Нам предстояло лететь на довольно потрепанном грузовом "Дугласе", внутри которого было привинчено несколько крайне неудобных на вид металлических кресел. Зная по опыту, что на мою персону места среди "белых людей" не хватит, я сразу же устроился в углу на тюках с палатками. То же самое сделали Томсон и Кларк. Они стащили на пол по упаковке белья и принялись резаться в покер, поминутно надувая радужные пузыри жевательной резинки, лопавшиеся с противным треском прямо у них на губах.
– Доброе утро, Фриц, – услышал я голос Макса Штранге, беспокойно расхаживавшего вокруг своих восьми коробок с медицинскими препаратами.
– Как вы думаете, моя маленькая аптечка здесь в безопасности? – нервно спросил он: – А где герр Бауэр?
– Не знаю. Он же везде опаздывает как минимум на полчаса, – ответил я. – Передвинуть вам коробки куда-нибудь в другое место?
– Нет, нет! – испуганно замахал руками Штранге. – Пусть стоят. А то будет хуже.
С Максом Штранге меня познакомил у себя на квартире профессор Бауэр. Он был еще одной, как выразился мой учитель, "спасенной интеллектуальной единицей Германии". До войны Штранге имел собственную клинику в предместьях Мюнхена, написал несколько серьезных трудов, ставших новым словом в кардиологии, и пользовался всеобщим уважением. Теперь же он ехал в экспедицию простым полевым врачом и был на седьмом небе от счастья в связи с этой перспективой. Доктор Штранге нервно совал руки в карманы, оттопыривал их и нарочито свистел. Позавчера он признался мне, что никогда не летал на самолетах, и страшно боится.

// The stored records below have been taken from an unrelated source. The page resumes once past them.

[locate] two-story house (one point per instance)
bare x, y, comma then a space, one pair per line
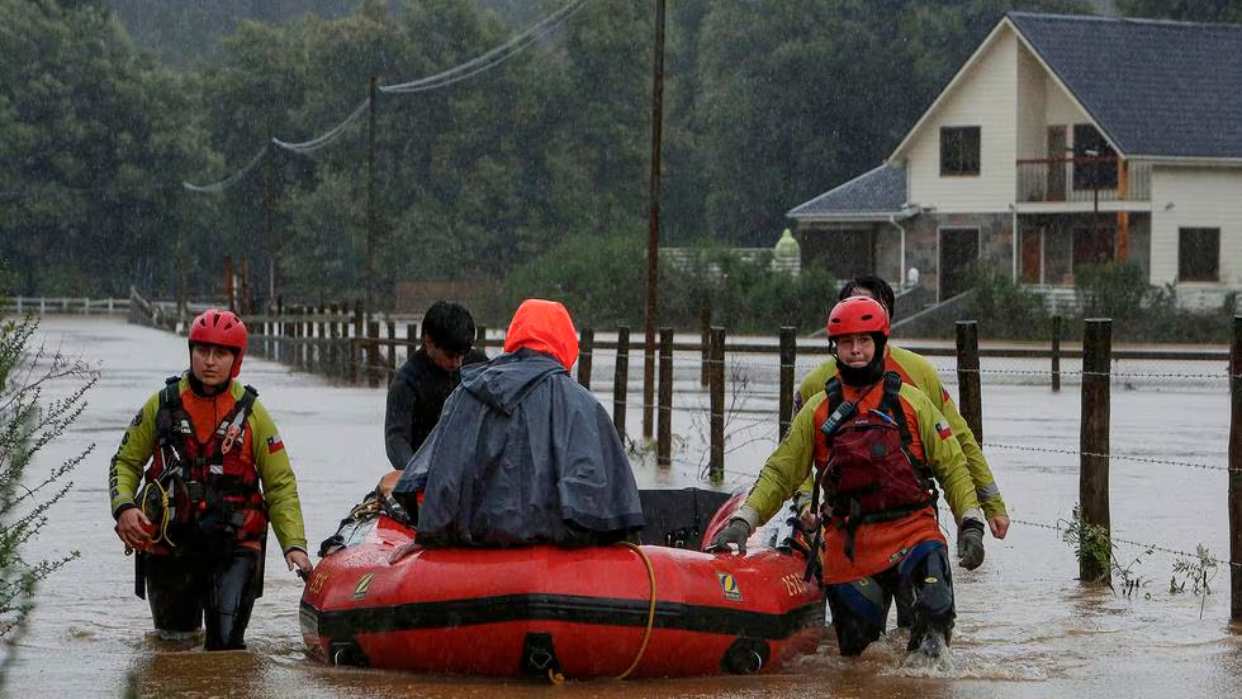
1063, 140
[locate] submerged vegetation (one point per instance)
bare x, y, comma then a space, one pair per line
29, 422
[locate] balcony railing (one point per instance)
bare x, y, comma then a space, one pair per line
1083, 179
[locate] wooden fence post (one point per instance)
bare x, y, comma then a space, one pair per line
333, 347
355, 348
373, 354
621, 380
969, 394
322, 344
704, 343
585, 347
1236, 473
716, 464
788, 361
1056, 353
299, 334
391, 345
1094, 445
665, 426
281, 349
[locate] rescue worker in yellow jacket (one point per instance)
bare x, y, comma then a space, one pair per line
919, 373
199, 474
878, 447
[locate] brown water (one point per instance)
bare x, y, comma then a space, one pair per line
1026, 627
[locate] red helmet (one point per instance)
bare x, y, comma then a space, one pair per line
857, 314
219, 327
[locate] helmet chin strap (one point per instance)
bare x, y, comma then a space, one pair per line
858, 376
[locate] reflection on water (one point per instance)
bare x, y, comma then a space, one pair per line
1025, 626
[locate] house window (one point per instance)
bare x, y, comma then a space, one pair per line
959, 150
1199, 255
1093, 171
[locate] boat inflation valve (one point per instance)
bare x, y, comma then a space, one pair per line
745, 656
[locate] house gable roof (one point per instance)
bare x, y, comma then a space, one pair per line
876, 195
1158, 87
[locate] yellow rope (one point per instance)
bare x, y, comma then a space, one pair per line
651, 608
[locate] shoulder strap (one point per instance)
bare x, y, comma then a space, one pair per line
241, 410
169, 405
892, 405
832, 389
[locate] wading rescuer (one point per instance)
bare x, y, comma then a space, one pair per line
217, 473
915, 370
878, 447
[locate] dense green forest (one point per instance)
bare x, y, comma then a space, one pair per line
107, 107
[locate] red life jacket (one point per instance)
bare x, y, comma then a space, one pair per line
865, 468
213, 486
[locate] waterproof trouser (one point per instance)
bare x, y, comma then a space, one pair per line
188, 590
860, 608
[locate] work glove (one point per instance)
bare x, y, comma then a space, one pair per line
735, 533
970, 544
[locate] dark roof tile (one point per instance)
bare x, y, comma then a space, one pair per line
1155, 87
878, 191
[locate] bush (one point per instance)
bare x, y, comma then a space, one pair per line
1004, 308
602, 283
1117, 291
27, 423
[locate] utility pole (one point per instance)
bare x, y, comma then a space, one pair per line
371, 215
652, 306
268, 235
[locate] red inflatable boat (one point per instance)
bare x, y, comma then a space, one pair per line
605, 611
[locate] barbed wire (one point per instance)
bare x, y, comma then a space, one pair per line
1179, 553
1108, 456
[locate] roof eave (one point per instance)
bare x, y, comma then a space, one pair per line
855, 216
1205, 160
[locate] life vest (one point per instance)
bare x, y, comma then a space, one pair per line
208, 488
865, 468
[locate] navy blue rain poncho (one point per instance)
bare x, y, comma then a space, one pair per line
522, 455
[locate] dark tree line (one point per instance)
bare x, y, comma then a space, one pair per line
766, 104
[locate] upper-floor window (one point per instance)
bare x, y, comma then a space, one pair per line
1094, 159
1199, 255
959, 150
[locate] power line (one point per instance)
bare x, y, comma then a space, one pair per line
308, 147
470, 68
215, 188
492, 58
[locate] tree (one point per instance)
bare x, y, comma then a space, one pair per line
96, 137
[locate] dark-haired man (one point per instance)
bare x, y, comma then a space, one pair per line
422, 384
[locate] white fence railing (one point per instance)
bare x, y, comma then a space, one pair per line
42, 306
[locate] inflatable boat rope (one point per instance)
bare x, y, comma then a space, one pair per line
651, 608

Все были уже в сборе. До назначенного времени вылета оставалось около трех минут. Явился даже профессор Бауэр, на редкость тепло одетый и пахнущий дорогим бразильским кофе.
– Ума не приложу, где Карриган? – поминутно повторял он, обращаясь то к Штранге, то ко мне. Мне было все равно. Даже не очень любопытно. За все это время я ни разу не видел лорда Карригана и не испытывал ни малейшего сожаления.
В салон заглянул пилот в синей американской форме и досадливо крикнул:
– Вы в порядке?
– Нет! Прошу прощения, – затараторил Бауэр. – Лорд Карриган задерживается. – Фак ю! – рявкнул пилот и скрылся.
Наконец, к самолету подъехал черный "роллс-ройс" и остановился у самого трапа. Из него выскочил на удивление сжавшийся и весь какой-то резиновый Лабриман и поспешно распахнул переднюю дверцу. Сначала оттуда высунулась изумительная палисандровая трость, которую сжимала сухая крепкая рука, затянутая в лайковую перчатку. Затем – длинная нога в английском, вовсе не походном, ботинке и черной брючине. Потом показалась всклокоченная птичья голова старика. Шляпу он держал в руке.